ArtSwara Hadirkan “Vintage Sounds”, Variety Show Bernuansa Musik 1980–1990-an di Jakarta

Rumah produksi seni pertunjukan ArtSwara akan menggelar pagelaran bertajuk Vintage Sounds, sebuah live variety show bernuansa musik era 1980 hingga 1990-an. Acara ini dijadwalkan berlangsung pada 17 Februari 2026 di Jakarta, dengan menggandeng Tohpati Orchestra dalam format big band.

Produser Eksekutif ArtSwara, Maera, mengatakan gagasan pertunjukan ini berangkat dari alasan personal. “Pergelaran ini saya gagas sebagai bentuk kasih sayang dan penghormatan kepada kedua orang tua saya. Lagu yang dibawakan merupakan musik favorit mereka dan menjadi bagian dari memori keluarga,” ujar Maera dalam konferensi pers ArtSwara, Rabu, 4 Februari 2026.

Menurut Maera, fenomena nostalgia menjadi inspirasi utama di balik Vintage Sounds. Pertunjukan ini dirancang sebagai variety show yang memadukan musik, visual artistik, dan pengalaman panggung untuk menghubungkan penonton lintas generasi.

Konsep vintage, kata Maera, tidak hanya digunakan sebagai tema estetika, tetapi juga sebagai refleksi perjalanan industri musik dan budaya populer. ArtSwara menyiapkan elemen visual yang merujuk pada era analog, mulai dari desain panggung hingga penggunaan simbol kaset. “Yang paling kerasa adalah panggung.
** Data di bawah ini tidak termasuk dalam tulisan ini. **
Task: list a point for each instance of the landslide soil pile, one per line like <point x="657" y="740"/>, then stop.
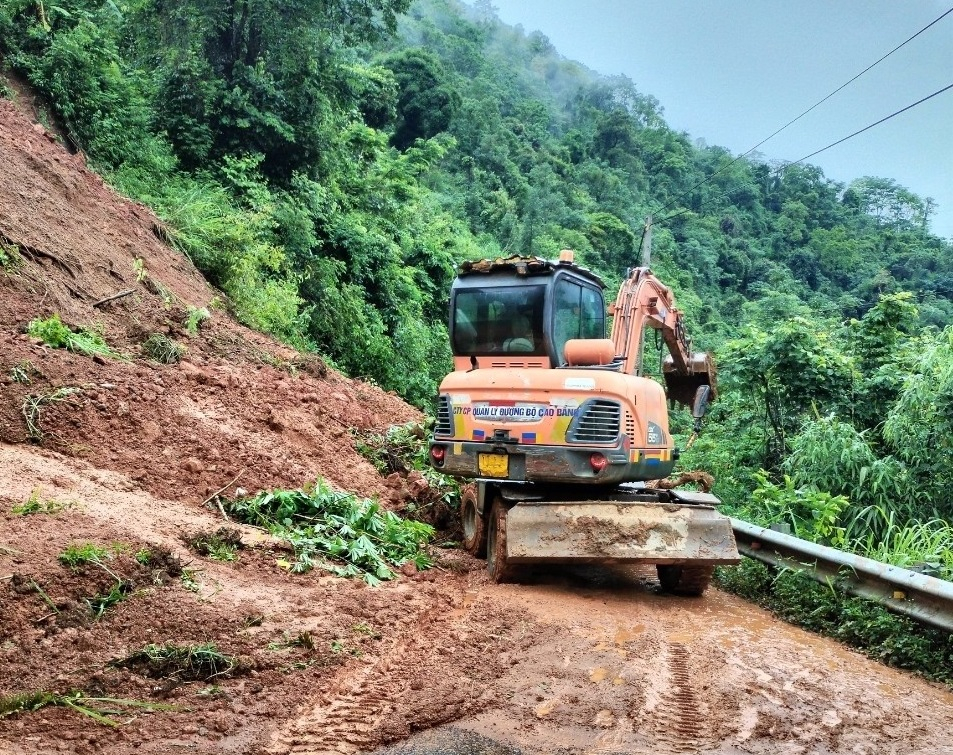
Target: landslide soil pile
<point x="122" y="453"/>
Nanti tangkapannya memang vintage. Bahkan elemen kaset juga menjadi inspirasi visual karena sekarang kaset sudah jarang ada,” katanya.
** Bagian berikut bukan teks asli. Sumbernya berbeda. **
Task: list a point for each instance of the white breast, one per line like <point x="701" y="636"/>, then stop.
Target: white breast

ArtSwara juga menyiapkan ruang eksplorasi bagi penonton sebelum memasuki pertunjukan inti. Di area ini, Maera menyebut akan ada kejutan yang memperkuat atmosfer nostalgia. Salah satu penampilan yang disiapkan ialah keroncong shawarak yang membawakan lagu-lagu lawas sebagai pengantar emosional sebelum rangkaian acara utama.

Dari sisi tata artistik, arahan lampu disebut menjadi aspek penting untuk membangun suasana retro. Tim produksi menggunakan pendekatan visual yang mengingatkan pada panggung pertunjukan era klasik, namun tetap disesuaikan dengan teknologi modern.

Di bagian musikal, Tohpati menjanjikan orkestrasi yang memperkuat nuansa nostalgia sekaligus menghadirkan interpretasi baru atas lagu-lagu klasik. Kehadiran musisi lintas generasi, termasuk Vina Panduwinata, disebut menjadi bagian dari upaya menjembatani penikmat musik dari berbagai usia.

Melalui perpaduan visual, musikal, dan konsep pertunjukan, ArtSwara menegaskan Vintage Sounds tidak sekadar memainkan ulang lagu lama, melainkan menginterpretasikan kembali karya-karya tersebut agar tetap relevan bagi audiens masa kini tanpa kehilangan identitas aslinya.